Division of Surgical Oncology, Department of Surgery, Nagasaki University Graduate School of Biomedical Sciences, Nagasaki, Japan; Medical-Engineering Hybrid Professional Development Center, Nagasaki University Graduate School of Biomedical Sciences, Nagasaki, Japan.
Division of Surgical Oncology, Department of Surgery, Nagasaki University Graduate School of Biomedical Sciences, Nagasaki, Japan; Division of Nucleic Acid Drug Development, Research Institute for Science and Technology, Tokyo University of Science, Chiba, Japan.
Transplant Proc. 2022 Sep;54(7):1998-2007. doi: 10.1016/j.transproceed.2022.05.038. Epub 2022 Aug 28.
Mesenchymal stem cells (MSCs) are beginning to be proven as immunosuppressant in the field of organ transplantation. However, the effects of MSC origin (donor or recipient) on immunosuppression are not clear. Hence, we investigated the effects of recipient and donor adipose-derived MSCs (ADMSCs) on immunosuppression in a rat lung transplantation model.
Subjects were divided into no treatment, tacrolimus administration, recipient ADMSC administration, donor ADMSC administration, and mixed donor and recipient ADMSC administration groups. ADMSC-administered groups were also treated with tacrolimus. Histologic study, immunofluorescence, immunohistochemistry, enzyme-linked immunosorbent assay, and polymerase chain reaction were used for various analyses.

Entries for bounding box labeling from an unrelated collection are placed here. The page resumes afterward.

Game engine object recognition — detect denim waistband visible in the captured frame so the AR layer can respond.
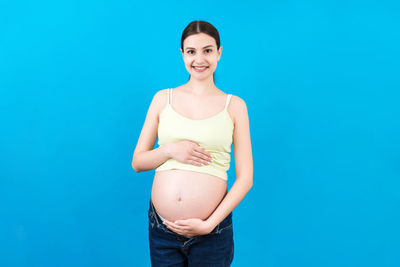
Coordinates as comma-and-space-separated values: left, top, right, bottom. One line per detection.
148, 198, 233, 237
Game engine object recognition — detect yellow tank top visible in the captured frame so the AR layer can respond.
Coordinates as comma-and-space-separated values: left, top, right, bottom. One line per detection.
155, 88, 234, 181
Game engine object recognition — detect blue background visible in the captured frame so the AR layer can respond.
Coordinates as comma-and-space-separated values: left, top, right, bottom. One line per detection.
0, 0, 400, 267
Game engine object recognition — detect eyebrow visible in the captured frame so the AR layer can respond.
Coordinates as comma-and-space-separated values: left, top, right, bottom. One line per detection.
186, 45, 214, 50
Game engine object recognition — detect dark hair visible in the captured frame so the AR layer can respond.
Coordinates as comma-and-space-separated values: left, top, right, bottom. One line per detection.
181, 20, 221, 82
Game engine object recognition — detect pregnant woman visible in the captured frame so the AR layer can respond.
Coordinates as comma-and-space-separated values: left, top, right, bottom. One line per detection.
132, 21, 253, 267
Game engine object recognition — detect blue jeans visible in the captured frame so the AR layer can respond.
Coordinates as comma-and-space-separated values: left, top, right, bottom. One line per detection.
148, 199, 234, 267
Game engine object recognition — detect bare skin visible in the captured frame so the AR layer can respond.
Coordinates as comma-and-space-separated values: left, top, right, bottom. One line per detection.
132, 33, 253, 237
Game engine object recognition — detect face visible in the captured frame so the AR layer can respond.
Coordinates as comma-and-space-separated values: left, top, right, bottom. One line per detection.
181, 33, 222, 80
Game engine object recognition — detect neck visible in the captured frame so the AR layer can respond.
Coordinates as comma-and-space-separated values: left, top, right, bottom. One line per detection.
186, 75, 215, 95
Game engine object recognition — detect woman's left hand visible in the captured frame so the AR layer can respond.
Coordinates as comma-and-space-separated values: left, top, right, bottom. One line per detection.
163, 218, 213, 237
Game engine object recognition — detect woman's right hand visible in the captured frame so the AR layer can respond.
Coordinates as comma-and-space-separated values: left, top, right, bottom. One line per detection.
169, 140, 212, 167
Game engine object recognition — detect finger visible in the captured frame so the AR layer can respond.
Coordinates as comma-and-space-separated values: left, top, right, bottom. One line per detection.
165, 223, 188, 235
194, 146, 212, 161
165, 222, 191, 231
191, 151, 212, 165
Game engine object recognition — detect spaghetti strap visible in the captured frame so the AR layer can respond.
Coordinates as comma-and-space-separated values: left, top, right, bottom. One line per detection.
225, 94, 232, 109
167, 88, 171, 105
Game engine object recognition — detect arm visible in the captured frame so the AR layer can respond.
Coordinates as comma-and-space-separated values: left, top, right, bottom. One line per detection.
207, 97, 253, 231
132, 90, 171, 172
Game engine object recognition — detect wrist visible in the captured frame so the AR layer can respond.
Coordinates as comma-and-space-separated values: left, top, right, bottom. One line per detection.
161, 144, 171, 158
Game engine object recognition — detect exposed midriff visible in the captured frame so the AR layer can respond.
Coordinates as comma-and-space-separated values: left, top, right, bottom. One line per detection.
151, 169, 227, 222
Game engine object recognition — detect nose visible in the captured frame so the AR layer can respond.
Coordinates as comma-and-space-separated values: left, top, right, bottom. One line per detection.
194, 53, 204, 65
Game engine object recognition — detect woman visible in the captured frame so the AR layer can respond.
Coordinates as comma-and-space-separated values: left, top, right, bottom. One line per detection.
132, 21, 253, 267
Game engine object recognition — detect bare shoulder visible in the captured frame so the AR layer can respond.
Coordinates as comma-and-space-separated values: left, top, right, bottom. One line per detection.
152, 89, 168, 117
228, 95, 248, 125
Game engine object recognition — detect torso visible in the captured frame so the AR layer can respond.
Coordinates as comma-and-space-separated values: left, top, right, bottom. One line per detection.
151, 86, 236, 221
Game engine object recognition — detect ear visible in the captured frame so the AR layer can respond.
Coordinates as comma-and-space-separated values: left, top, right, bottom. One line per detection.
218, 45, 222, 61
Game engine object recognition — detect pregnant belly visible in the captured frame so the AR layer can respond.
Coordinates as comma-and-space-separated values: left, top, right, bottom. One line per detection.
151, 170, 227, 221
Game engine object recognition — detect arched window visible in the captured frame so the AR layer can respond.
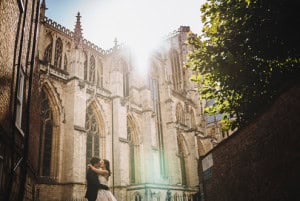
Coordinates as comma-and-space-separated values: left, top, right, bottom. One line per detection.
177, 134, 187, 185
127, 116, 140, 184
176, 103, 185, 124
97, 61, 103, 88
120, 61, 129, 97
134, 193, 142, 201
170, 50, 182, 90
85, 107, 100, 163
149, 78, 166, 176
89, 55, 96, 83
54, 38, 63, 68
64, 54, 68, 71
83, 52, 88, 80
190, 109, 197, 128
44, 42, 52, 64
40, 89, 53, 176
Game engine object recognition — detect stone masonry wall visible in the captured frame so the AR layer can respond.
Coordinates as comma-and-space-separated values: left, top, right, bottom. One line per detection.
203, 83, 300, 201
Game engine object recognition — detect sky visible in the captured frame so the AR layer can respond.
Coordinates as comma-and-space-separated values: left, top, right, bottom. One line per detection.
46, 0, 204, 49
46, 0, 205, 74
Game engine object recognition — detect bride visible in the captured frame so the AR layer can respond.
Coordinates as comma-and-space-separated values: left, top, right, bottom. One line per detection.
88, 159, 117, 201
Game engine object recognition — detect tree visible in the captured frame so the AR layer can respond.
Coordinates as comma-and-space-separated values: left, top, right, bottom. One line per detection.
186, 0, 300, 130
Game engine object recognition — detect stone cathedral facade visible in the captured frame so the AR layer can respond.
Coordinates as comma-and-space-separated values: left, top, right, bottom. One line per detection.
36, 4, 226, 201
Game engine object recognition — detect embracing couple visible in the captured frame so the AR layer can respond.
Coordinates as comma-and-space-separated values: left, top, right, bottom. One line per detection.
85, 157, 117, 201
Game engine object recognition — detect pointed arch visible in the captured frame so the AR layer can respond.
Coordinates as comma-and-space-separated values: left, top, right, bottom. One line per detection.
130, 192, 143, 201
177, 133, 189, 185
39, 82, 61, 180
127, 115, 141, 184
169, 49, 182, 90
190, 108, 197, 129
83, 52, 88, 81
119, 59, 129, 97
97, 60, 104, 88
85, 101, 106, 163
54, 38, 63, 68
89, 55, 96, 83
176, 103, 185, 125
43, 33, 53, 64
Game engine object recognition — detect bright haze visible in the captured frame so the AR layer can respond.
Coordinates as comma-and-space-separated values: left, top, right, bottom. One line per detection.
46, 0, 204, 75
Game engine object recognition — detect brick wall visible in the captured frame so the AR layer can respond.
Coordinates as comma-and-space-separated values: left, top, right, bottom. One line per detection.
203, 84, 300, 201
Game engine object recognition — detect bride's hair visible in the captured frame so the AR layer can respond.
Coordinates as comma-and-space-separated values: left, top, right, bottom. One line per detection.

Fluorescently labeled ADMSCs were predominant in the grafted donor lung, but not in the recipient lung, on day 5. On day 7, the pathologic rejection grades of the grafted donor lung were significantly lower in the ADMSC-administered groups (P < .05) and did not differ among these groups. Although serum hepatocyte growth factor and vascular endothelial growth factor levels did not differ among the groups, interleukin 10 level was slightly higher in the ADMSC-administered groups. The numbers of infiltrating regulatory T cells in the grafted lung were significantly higher in the ADMSC-administered groups (P < .05) but did not differ with cell origin. Transcriptional analysis suggested interleukin 6 suppression to be the main overlapping immunosuppressive mechanism, regardless of origin. Therefore, a donor or recipient origin may not influence the immunosuppressive efficacy of ADMSCs in our rat lung transplantation model.
Collectively, the results indicate that allogenic ADMSCs, regardless of their origin, may exert similar immunosuppressive effects in clinical organ transplantation.
间充质干细胞(MSCs)在器官移植领域开始被证明具有免疫抑制作用。然而,MSC 来源(供体或受体)对免疫抑制的影响尚不清楚。因此,我们在大鼠肺移植模型中研究了受体和供体脂肪来源的间充质干细胞(ADMSCs)对免疫抑制的影响。
将研究对象分为未治疗组、他克莫司给药组、受体 ADMSC 给药组、供体 ADMSC 给药组和供体和受体 ADMSC 混合给药组。ADMSC 给药组也接受他克莫司治疗。采用组织学研究、免疫荧光、免疫组织化学、酶联免疫吸附试验和聚合酶链反应进行各种分析。
第 5 天,荧光标记的 ADMSCs 主要存在于移植的供体肺中,但不存在于受体肺中。第 7 天,ADMSC 给药组移植供体肺的病理排斥反应分级显著降低(P <.05),且组间无差异。虽然各组间血清肝细胞生长因子和血管内皮生长因子水平无差异,但 ADMSC 给药组白细胞介素 10 水平略高。移植肺中浸润的调节性 T 细胞数量在 ADMSC 给药组显著增加(P <.05),但与细胞来源无关。转录分析表明,无论起源如何,白细胞介素 6 抑制可能是主要的重叠免疫抑制机制。因此,在我们的大鼠肺移植模型中,供体或受体来源可能不会影响 ADMSC 的免疫抑制效果。
总之,这些结果表明,同种异体 ADMSCs 无论其来源如何,在临床器官移植中可能具有相似的免疫抑制作用。